In the past 15 months, I’ve moved to a new city, changed jobs, increased from a part-time to a full-time student, lost over a hundred pounds, had my heart broken in the greatest way, and stopped writing altogether for most of my absence. Not many people want to talk about the daily struggle of a positive mindset, but it is very real. There have been many days and nights that I’ve broken down, that I’ve cried myself to sleep, that I’ve questioned everything, including my own purpose for existing.
The hard truth is, I’ve had to learn and to accept that I’m not superwoman, that I can’t do it all, and that I need to accept the things I cannot change. This past year-and-a-half has been the best and the worst of my life. It’s opened my eyes in so many ways, and broken my vision in so many others.
Focusing on the positive, I know who I am. I know what I’m made of. I know what I’m capable of. I know what I bring to the table. I know what I deserve. And, finally, I know what I want in life, and writing is a part of that.
Just this past month, I’ve finally picked up a pen and paper again. I’ve resumed working on a story I had started many years ago that began tugging at me to get written.

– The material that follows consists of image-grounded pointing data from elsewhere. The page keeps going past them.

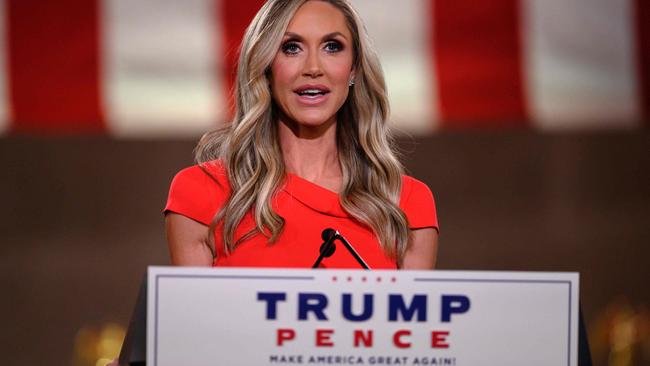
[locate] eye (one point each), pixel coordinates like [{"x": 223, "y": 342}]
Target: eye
[
  {"x": 291, "y": 48},
  {"x": 333, "y": 46}
]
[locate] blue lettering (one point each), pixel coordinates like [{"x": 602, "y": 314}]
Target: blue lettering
[
  {"x": 312, "y": 302},
  {"x": 453, "y": 304},
  {"x": 397, "y": 306},
  {"x": 271, "y": 299},
  {"x": 367, "y": 308}
]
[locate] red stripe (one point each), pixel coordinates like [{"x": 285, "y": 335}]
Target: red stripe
[
  {"x": 477, "y": 48},
  {"x": 643, "y": 46},
  {"x": 235, "y": 18},
  {"x": 54, "y": 66}
]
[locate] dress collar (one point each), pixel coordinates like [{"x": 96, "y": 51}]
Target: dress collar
[{"x": 314, "y": 196}]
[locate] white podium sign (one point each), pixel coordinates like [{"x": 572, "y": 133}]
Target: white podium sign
[{"x": 231, "y": 317}]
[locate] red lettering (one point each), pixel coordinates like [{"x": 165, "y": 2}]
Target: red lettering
[
  {"x": 438, "y": 339},
  {"x": 363, "y": 337},
  {"x": 397, "y": 339},
  {"x": 323, "y": 337},
  {"x": 285, "y": 335}
]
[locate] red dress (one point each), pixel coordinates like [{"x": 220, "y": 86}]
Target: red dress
[{"x": 307, "y": 209}]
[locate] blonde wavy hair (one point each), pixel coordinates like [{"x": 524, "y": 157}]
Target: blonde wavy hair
[{"x": 249, "y": 146}]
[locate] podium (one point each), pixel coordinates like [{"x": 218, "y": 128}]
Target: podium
[{"x": 207, "y": 316}]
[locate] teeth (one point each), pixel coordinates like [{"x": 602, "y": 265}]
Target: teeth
[{"x": 311, "y": 91}]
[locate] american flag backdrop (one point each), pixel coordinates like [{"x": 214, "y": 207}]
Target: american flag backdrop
[{"x": 148, "y": 68}]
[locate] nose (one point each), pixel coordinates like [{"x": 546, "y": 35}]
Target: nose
[{"x": 313, "y": 67}]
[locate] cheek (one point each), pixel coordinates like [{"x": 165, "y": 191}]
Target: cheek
[{"x": 283, "y": 71}]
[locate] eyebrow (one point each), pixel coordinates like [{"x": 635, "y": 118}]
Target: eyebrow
[{"x": 298, "y": 37}]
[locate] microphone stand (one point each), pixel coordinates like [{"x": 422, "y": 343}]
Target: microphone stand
[{"x": 328, "y": 247}]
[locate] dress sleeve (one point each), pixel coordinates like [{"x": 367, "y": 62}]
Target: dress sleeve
[
  {"x": 195, "y": 194},
  {"x": 418, "y": 204}
]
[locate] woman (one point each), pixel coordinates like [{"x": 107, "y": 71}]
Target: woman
[{"x": 308, "y": 149}]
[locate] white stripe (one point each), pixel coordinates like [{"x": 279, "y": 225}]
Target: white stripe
[
  {"x": 580, "y": 62},
  {"x": 401, "y": 34},
  {"x": 161, "y": 67},
  {"x": 4, "y": 97}
]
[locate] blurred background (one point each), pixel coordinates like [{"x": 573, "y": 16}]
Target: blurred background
[{"x": 527, "y": 118}]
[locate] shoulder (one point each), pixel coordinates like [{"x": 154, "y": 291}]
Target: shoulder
[
  {"x": 414, "y": 188},
  {"x": 199, "y": 191},
  {"x": 207, "y": 174},
  {"x": 418, "y": 204}
]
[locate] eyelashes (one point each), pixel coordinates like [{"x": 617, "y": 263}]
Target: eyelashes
[{"x": 293, "y": 47}]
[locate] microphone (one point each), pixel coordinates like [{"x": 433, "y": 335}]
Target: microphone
[
  {"x": 329, "y": 235},
  {"x": 328, "y": 247}
]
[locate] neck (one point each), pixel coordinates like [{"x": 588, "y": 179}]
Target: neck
[{"x": 311, "y": 152}]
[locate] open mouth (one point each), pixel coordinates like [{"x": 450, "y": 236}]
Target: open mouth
[{"x": 312, "y": 92}]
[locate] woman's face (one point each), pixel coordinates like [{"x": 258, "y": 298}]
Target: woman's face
[{"x": 312, "y": 69}]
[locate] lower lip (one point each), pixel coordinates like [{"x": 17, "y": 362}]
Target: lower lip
[{"x": 311, "y": 101}]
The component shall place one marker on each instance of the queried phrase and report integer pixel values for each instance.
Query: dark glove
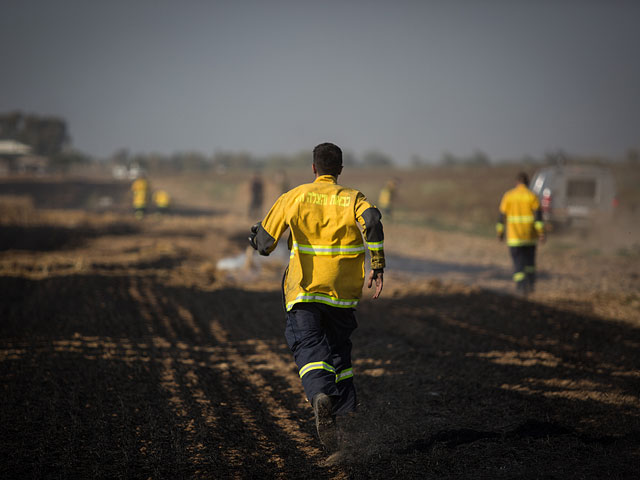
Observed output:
(252, 237)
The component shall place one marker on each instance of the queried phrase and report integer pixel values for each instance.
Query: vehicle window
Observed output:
(581, 188)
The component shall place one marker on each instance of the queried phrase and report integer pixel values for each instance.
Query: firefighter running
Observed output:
(520, 211)
(324, 280)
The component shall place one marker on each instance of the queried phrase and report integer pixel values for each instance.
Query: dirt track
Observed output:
(125, 353)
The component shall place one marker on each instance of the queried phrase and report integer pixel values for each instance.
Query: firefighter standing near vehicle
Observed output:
(520, 212)
(324, 280)
(140, 191)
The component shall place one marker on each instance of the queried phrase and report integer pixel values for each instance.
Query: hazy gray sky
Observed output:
(509, 77)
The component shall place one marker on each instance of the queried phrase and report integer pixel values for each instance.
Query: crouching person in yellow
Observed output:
(324, 280)
(520, 210)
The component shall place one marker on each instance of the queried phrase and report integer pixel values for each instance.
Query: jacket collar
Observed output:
(325, 179)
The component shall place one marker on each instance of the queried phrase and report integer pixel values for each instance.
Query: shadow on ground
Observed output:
(123, 376)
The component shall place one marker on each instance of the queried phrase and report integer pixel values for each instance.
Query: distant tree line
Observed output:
(47, 135)
(192, 161)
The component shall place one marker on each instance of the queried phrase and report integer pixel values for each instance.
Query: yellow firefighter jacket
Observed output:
(326, 263)
(520, 209)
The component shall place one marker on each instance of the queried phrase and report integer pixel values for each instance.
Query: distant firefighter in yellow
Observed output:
(387, 197)
(140, 191)
(162, 200)
(521, 220)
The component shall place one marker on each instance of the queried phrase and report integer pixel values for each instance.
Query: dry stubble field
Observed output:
(125, 352)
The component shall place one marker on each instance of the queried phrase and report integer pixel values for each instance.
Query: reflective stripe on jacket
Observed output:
(326, 264)
(520, 210)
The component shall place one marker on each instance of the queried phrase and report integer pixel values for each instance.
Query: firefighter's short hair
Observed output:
(327, 158)
(523, 178)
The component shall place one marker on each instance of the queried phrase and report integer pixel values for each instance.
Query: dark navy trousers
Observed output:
(319, 337)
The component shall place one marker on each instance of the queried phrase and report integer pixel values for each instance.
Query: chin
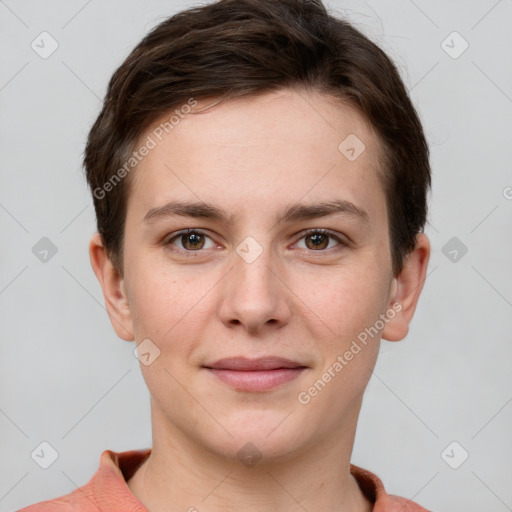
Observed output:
(266, 435)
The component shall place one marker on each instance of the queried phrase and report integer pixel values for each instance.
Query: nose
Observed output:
(254, 294)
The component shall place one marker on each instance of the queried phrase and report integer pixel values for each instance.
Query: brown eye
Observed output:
(317, 241)
(320, 239)
(190, 240)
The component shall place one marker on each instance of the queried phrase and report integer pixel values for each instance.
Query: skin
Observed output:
(254, 157)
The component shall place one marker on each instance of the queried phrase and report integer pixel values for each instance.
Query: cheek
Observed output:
(344, 300)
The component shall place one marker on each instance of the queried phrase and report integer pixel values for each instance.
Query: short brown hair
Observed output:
(235, 48)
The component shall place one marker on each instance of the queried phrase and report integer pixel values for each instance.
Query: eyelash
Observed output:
(194, 253)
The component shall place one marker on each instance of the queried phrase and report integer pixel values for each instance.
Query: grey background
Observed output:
(68, 380)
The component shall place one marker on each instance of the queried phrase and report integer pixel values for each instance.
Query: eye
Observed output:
(191, 240)
(319, 240)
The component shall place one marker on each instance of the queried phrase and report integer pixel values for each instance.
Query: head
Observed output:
(253, 123)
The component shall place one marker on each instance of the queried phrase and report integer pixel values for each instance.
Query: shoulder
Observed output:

Additionally, I have picked back up on edits for the Vamp Chronicles. A lot of the story remains the same, but there have been some major changes to the details of this series, details that I felt needed to be altered to align with the message that I want to send to everyone who reads and loves them. (I’m in the process of getting the rights back from the publisher on these titles.)
I don’t have release dates, and I don’t want to make promises that I can’t guarantee I’ll be able to keep. But know that you are on my mind and in my heart. These characters have slowly been chipping away at the pain of this past year, and are an outlet I’m happy to have connected with once again.
To the readers I’ve lost, the readers who have remained, and the readers just discovering me, thank you. There has never been a single moment that I didn’t appreciate you. I know absence can create question marks and cast doubt, but rest assured, I am so incredibly grateful for each and every person that has ever read even a single sentence in any one of my titles. Thank you!
I don’t know what tomorrow holds. I don’t know a lot of things. But one thing I do know is that you will start to see fresh content from me soon, and a few old friends will be rediscovered in a brand new way as well.
Fingers crossed and prayers going up that it proves to be worth the wait!